Iran politics, American politics.
* NYU's Joshua Tucker: 'Don’t Expect This Week’s Protests To Lead To Revolution In Iran.'
* Suspect positionalities watch: Marc Ambinder says we should "follow the developments in Iran like a CIA analyst." I'm not sure that's quite the posture I'd recommending adopting—especially as it takes a stunningly doe-eyed view of the CIA—but the hermeneutic of general skepticism Ambinder advocates seems wise.
* Nate Silver analyzes that pre-election poll that's getting increasing attention today.
* Still more from Iran: details on the protester shot in Azadi Square today and big pictures from the Big Picture.
If you take that 30 percent swing vote and add it to Ahmadinejad's 33 percent base, he could have won the election with 63 percent of the vote, as he ostensibly did on Friday. If you take it and add it to Mousavi's column, Ahmadinejad would have gone down to a solid defeat.
The point that few commentators are realizing—Al Giordano is an exception—is that this story really isn't about the way that the votes were counted. It's about whether Iran is capable at this point of having an election in which the democratic will of its electorate is properly reflected. If Ahmadinejad hired a bunch of thugs to hold every Iranian at gunpoint while they were casting their ballots, it would not have been difficult for him to get 63 percent of the vote—indeed, he'd probably have wound up with very close to 100 percent. This would be an election—and there would be no need at all to tamper with the results. But it wouldn't be an expression of democracy. We need to separate out those two concepts. Ahmadinejad, as far as we know, did not go so far as to hold anyone at gunpoint. But the tentacles of fear in Iran run deep.
* Obama, political capital, and climate change: Matt Yglesias makes a good point.
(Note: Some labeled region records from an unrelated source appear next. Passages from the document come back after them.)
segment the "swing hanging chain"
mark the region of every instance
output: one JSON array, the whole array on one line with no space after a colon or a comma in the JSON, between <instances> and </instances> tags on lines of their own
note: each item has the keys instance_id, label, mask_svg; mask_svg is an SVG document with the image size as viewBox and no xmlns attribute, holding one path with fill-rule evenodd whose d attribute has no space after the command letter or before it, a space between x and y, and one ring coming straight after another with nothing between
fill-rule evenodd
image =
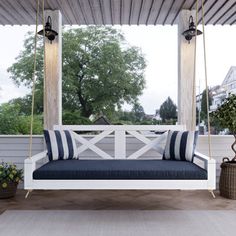
<instances>
[{"instance_id":1,"label":"swing hanging chain","mask_svg":"<svg viewBox=\"0 0 236 236\"><path fill-rule=\"evenodd\" d=\"M34 65L32 75L32 104L31 104L31 118L30 118L30 142L29 142L29 158L32 156L32 143L33 143L33 124L34 124L34 98L35 98L35 74L37 63L37 41L38 41L38 18L39 18L39 0L37 0L36 22L35 22L35 36L34 36Z\"/></svg>"},{"instance_id":2,"label":"swing hanging chain","mask_svg":"<svg viewBox=\"0 0 236 236\"><path fill-rule=\"evenodd\" d=\"M208 155L210 159L212 158L211 153L211 124L210 124L210 115L209 115L209 90L208 90L208 77L207 77L207 55L206 55L206 37L205 37L205 21L204 21L204 0L201 0L202 6L202 35L203 35L203 51L204 51L204 70L205 70L205 86L206 86L206 105L207 105L207 125L208 125Z\"/></svg>"}]
</instances>

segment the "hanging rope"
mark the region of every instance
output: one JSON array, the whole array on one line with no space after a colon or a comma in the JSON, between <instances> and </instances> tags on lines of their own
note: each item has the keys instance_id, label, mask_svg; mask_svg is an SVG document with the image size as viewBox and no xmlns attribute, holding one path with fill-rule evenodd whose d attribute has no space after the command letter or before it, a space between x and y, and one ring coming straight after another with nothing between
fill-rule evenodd
<instances>
[{"instance_id":1,"label":"hanging rope","mask_svg":"<svg viewBox=\"0 0 236 236\"><path fill-rule=\"evenodd\" d=\"M42 0L42 19L43 19L43 35L45 35L45 14L44 14L44 0ZM46 63L45 63L45 61L46 61L46 50L45 50L45 37L43 37L43 48L44 48L44 50L43 50L43 54L44 54L44 60L43 60L43 71L44 71L44 73L43 73L43 86L44 86L44 101L47 101L47 93L45 93L45 91L46 91L46 87L45 87L45 85L46 85ZM44 102L43 101L43 106L44 106L44 117L47 117L47 114L48 114L48 103L47 102ZM45 120L44 120L44 124L45 124Z\"/></svg>"},{"instance_id":2,"label":"hanging rope","mask_svg":"<svg viewBox=\"0 0 236 236\"><path fill-rule=\"evenodd\" d=\"M204 70L205 70L205 86L206 86L206 100L207 100L207 125L208 125L208 154L211 159L211 125L209 115L209 90L208 90L208 77L207 77L207 55L206 55L206 37L205 37L205 21L204 21L204 0L202 2L202 35L203 35L203 51L204 51Z\"/></svg>"},{"instance_id":3,"label":"hanging rope","mask_svg":"<svg viewBox=\"0 0 236 236\"><path fill-rule=\"evenodd\" d=\"M198 22L198 0L196 1L196 22ZM195 85L196 85L196 68L197 68L197 24L196 24L196 29L195 29L195 46L194 46L194 68L193 68L193 86L192 86L192 130L194 131L196 129L196 124L195 121L196 120L196 108L194 106L194 102L196 99L196 89L195 89Z\"/></svg>"},{"instance_id":4,"label":"hanging rope","mask_svg":"<svg viewBox=\"0 0 236 236\"><path fill-rule=\"evenodd\" d=\"M31 118L30 118L30 143L29 143L29 158L32 156L32 143L33 143L33 125L34 125L34 98L35 98L35 74L37 63L37 40L38 40L38 18L39 18L39 0L37 0L36 22L35 22L35 36L34 36L34 65L32 75L32 104L31 104Z\"/></svg>"}]
</instances>

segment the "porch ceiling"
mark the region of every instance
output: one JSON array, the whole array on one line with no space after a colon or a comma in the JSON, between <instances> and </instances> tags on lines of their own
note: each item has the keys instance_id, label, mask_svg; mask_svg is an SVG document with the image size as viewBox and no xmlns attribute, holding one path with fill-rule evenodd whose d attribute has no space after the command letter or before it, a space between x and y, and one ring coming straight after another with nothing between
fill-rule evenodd
<instances>
[{"instance_id":1,"label":"porch ceiling","mask_svg":"<svg viewBox=\"0 0 236 236\"><path fill-rule=\"evenodd\" d=\"M35 24L36 2L0 0L0 25ZM204 2L206 24L236 24L235 0ZM173 25L181 9L194 9L195 4L196 0L45 0L45 9L61 10L66 25ZM199 23L201 18L199 13Z\"/></svg>"}]
</instances>

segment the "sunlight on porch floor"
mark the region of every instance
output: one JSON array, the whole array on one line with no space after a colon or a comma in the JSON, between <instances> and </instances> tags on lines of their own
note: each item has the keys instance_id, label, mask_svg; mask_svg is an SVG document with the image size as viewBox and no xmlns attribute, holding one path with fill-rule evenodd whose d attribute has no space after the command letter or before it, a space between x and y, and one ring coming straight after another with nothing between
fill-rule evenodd
<instances>
[{"instance_id":1,"label":"sunlight on porch floor","mask_svg":"<svg viewBox=\"0 0 236 236\"><path fill-rule=\"evenodd\" d=\"M208 191L34 191L25 199L0 200L0 214L6 210L236 210L236 201Z\"/></svg>"}]
</instances>

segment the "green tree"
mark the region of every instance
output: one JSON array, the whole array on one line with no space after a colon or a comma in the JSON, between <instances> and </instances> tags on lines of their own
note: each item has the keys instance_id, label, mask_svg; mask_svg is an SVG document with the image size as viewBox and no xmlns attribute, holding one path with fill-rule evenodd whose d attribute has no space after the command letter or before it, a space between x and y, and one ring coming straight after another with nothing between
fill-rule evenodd
<instances>
[{"instance_id":1,"label":"green tree","mask_svg":"<svg viewBox=\"0 0 236 236\"><path fill-rule=\"evenodd\" d=\"M145 119L145 112L141 104L136 101L132 108L132 113L135 119L135 122L140 122Z\"/></svg>"},{"instance_id":2,"label":"green tree","mask_svg":"<svg viewBox=\"0 0 236 236\"><path fill-rule=\"evenodd\" d=\"M231 94L211 116L222 128L227 128L234 136L231 148L234 152L232 161L236 162L236 95Z\"/></svg>"},{"instance_id":3,"label":"green tree","mask_svg":"<svg viewBox=\"0 0 236 236\"><path fill-rule=\"evenodd\" d=\"M170 120L176 120L177 118L177 106L172 99L168 97L160 107L160 116L163 122Z\"/></svg>"},{"instance_id":4,"label":"green tree","mask_svg":"<svg viewBox=\"0 0 236 236\"><path fill-rule=\"evenodd\" d=\"M67 112L83 117L102 113L109 117L124 102L132 104L145 86L146 63L140 50L130 47L121 32L110 27L86 27L63 33L62 101ZM33 68L33 36L8 71L16 84L30 86ZM42 104L43 50L37 60L38 101ZM42 107L39 104L38 107Z\"/></svg>"},{"instance_id":5,"label":"green tree","mask_svg":"<svg viewBox=\"0 0 236 236\"><path fill-rule=\"evenodd\" d=\"M210 93L210 90L208 89L208 98L209 98L209 106L211 106L212 104L212 96ZM206 89L203 90L202 92L202 99L201 99L201 120L203 120L204 122L206 122L207 120L207 93L206 93Z\"/></svg>"}]
</instances>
The American presidency is a weird institution. If Barack Obama wants to start a war with North Korea and jeopardize the lives of hundreds of thousands of people, it’s not clear that anyone could stop him. If he wants to let cold-blooded murderers out of prison, it’s completely clear that nobody can stop him. But if he wants to implement the agenda he was elected on just a few months ago, he needs to obtain a supermajority in the United States Senate.* And your attention please: Sonia Sotomayor is no longer a racist.